Ora bisogna ricordare che, all’epoca, le campagne elettorali terminavano per l’appunto il venerdì sera e il giorno dopo era previsto il cosiddetto silenzio elettorale, che veniva rigorosamente rispettato da tutti. Radio e tv non potevano più avere ospiti esponenti di partiti e non si potevano tenere manifestazioni pubbliche, volantinaggi, ecc. Quindi vado lassù e trovo in una bella serata di primavera avanzata una piazza completamente piena. Molti con la sedia che si erano portati da casa per mettersi comodi a godersi lo spettacolo. Vengo accolto con il rispetto dovuto ad un futuro eletto e chiedo al segretario di sezione quanto devo parlare, e azzardo “una mezz’ora?”. Mi guarda stupito e mi dice che il comizio deve durare almeno un’ora, se no non è un vero comizio, non c’è soddisfazione, e loro si sono impegnati molto.

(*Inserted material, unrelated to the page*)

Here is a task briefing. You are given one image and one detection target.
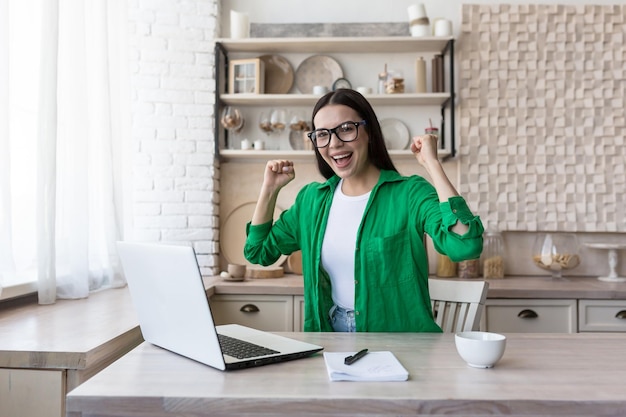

Non ricordo cosa dissi e quante volte alzai forzatamente la voce in cerca di un applauso e di un po’ di entusiasmo, ma ricordo che non fu una prova particolarmente brillante, gli applausi piuttosto mosci e i complimenti, che erano d’obbligo alla fine del comizio, furono più dovuti che spontanei. Ma per ricordarci come era il PCI in quei tempi devo aggiungere una cosa. Chiesi al Segretario come mai il comizio fosse stato fissato ad un’ora così tarda. Lui mi rispose che questa era la tradizione del luogo. “perché i comunisti dovevano sempre avere l’ultima parola”. Allora chiesi chi aveva parlato prima di me. “Nessuno – mi rispose – ma non si sa mai e le tradizioni non si cambiano”.